General idea is that you want your network to mimic the best player’s win they are winning matches, and avoid behaving like the players that lost. However, Terminals might have an advantage because of the HP system and how it definitively leads to a win (I think), so in that case, it might be worth training a network to try and predict how much HP damage it will take AND how much it will deal by playing a certain move, then you just pick the action with the highest expected dealt/received ratio. Or, just use the paradigm above, but instead of scalling loss by match outcome (-1 or 1), just scale it by (damagedealt - damagereceived) so that it learns to mimick the moves that have a high dealt/received ratio and avoid mimicking moves with a bad ratio. When I switched to this paradigm when competing in that other game, I saw a HUGE boost in performance because of the increase in dataset size that I got by looking at many more high-level players worth of data instead of just one.
Typically, you determine the epoch count (how many epochs you should train before stopping) via validation. So, for example, you start off with train/valid/test splits. You perform your training process, and suppose after N epochs you see that your validation error starts increasing (and doesn’t stop). Now, given this N, you combine your train+valid sets into one bigger set and re-train your model again using the best hyperparameters found during validation process (including the N) and you stop after training N epochs, and test the model on the test set to get your test error.
Finally, after having validated and tested your model, you take the ENTIRE dataset (train+valid+test) and you re-perform the entire training process on the whole dataset with the same hyperparameters (and N) as before. After you are done training, this is your final model that you have produced, and is likely to perform as good (or better) than its test error indicates (since it has more data to train on than it did previous).
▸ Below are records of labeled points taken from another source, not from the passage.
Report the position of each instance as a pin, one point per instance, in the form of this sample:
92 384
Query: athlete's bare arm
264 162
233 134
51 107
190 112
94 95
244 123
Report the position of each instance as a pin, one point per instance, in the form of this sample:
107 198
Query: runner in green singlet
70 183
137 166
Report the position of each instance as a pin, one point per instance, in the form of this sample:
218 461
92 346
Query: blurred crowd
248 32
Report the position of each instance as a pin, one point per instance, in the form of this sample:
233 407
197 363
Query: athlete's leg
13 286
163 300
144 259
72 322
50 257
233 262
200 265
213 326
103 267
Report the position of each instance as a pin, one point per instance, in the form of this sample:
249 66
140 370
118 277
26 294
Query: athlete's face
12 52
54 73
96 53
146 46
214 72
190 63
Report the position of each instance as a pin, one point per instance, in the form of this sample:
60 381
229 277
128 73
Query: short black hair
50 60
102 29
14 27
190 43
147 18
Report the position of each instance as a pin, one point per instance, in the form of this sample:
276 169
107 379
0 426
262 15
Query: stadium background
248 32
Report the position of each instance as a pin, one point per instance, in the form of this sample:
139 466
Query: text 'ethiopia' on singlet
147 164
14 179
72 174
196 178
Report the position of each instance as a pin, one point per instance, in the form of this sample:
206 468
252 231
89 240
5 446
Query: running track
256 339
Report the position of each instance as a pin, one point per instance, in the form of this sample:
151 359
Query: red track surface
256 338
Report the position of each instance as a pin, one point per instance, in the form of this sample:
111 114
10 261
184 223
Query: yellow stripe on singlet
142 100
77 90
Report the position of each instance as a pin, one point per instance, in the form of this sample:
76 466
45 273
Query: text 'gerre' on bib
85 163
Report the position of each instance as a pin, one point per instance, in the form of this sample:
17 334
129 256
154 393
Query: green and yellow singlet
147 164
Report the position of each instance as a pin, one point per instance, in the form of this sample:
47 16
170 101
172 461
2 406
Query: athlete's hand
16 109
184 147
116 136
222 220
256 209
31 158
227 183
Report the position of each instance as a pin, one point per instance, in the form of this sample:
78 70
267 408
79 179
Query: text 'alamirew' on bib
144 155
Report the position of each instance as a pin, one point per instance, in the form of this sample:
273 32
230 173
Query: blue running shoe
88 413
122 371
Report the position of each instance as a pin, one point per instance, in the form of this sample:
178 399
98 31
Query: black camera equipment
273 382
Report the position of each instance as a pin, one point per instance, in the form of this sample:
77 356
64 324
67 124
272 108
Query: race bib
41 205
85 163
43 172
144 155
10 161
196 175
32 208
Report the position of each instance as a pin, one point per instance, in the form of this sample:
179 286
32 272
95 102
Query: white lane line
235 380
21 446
Very common error to only train on the train set and just use that model as your final model, missing out on a large chunk of your dataset.
EDIT: One last thing I thought of (sorry for the wall of text LOL), another improvement that significantly increased my bot’s winrate in that other game was to introduce data augmentation via rotation/mirroring to exploit the symmetry of the game. I’m not sure if you can rotate for Terminals, but it looks like Terminals is symmetrical horizontally, so that you can take all of the turn data you have, and then duplicate it and mirror the game state/actions, which will still be completely valid moves. In essence, it should quickly double the size of your dataset (with a bit of correlation) which is one of the best ways to reduce overfitting.